A Phase II, Randomized, Placebo Controlled Study to Evaluate the Efficacy of the Combination of Gefitinib and Metformin in Patients With Locally Advanced and Metastatic Non-Small-Cell-Lung-Cancer
Primary Objectives: To determine the 1 year progression-free survival (PFS) of the
combination of metformin and gefitinib in patients who harbors EGFR-mutant with previously
untreated advanced or metastatic pulmonary adenocarcinoma.
Secondary Objectives:
A. To evaluate the response to therapy and overall survival of the combination of metformin
with gefitinib in patients who harbors EGFR-mutant with previously untreated advanced or
metastatic pulmonary adenocarcinoma.
B. To acquire preliminary data regarding the effects of metformin on interleukin-6 (IL-6)

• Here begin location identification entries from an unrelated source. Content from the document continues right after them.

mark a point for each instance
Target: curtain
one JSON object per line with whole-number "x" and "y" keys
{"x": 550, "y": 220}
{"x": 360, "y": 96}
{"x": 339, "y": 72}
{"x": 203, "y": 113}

levels in tumor and serum.
Treatment will be administered on an outpatient basis. Metformin starting at a dose of 500
mg twice a day, orally with meals. After one week, increase the dose of metformin to 1000 mg
as the first dose of the day and 500 mg as the second dose. After another week, increase to
1000 mg of metformin two times a day. Metformin treatment will be initiated one week before
beginning gefitinib, if possible, but gefitinib administration will not be delayed for
metformin loading.
Gefitinib will be administered 250mg QD continuously. Metformin will be administered
continuously, beginning one week before beginning gefitinib, if possible, but tyrosine
kinase inhibitors (TKI) will not be delayed for metformin loading.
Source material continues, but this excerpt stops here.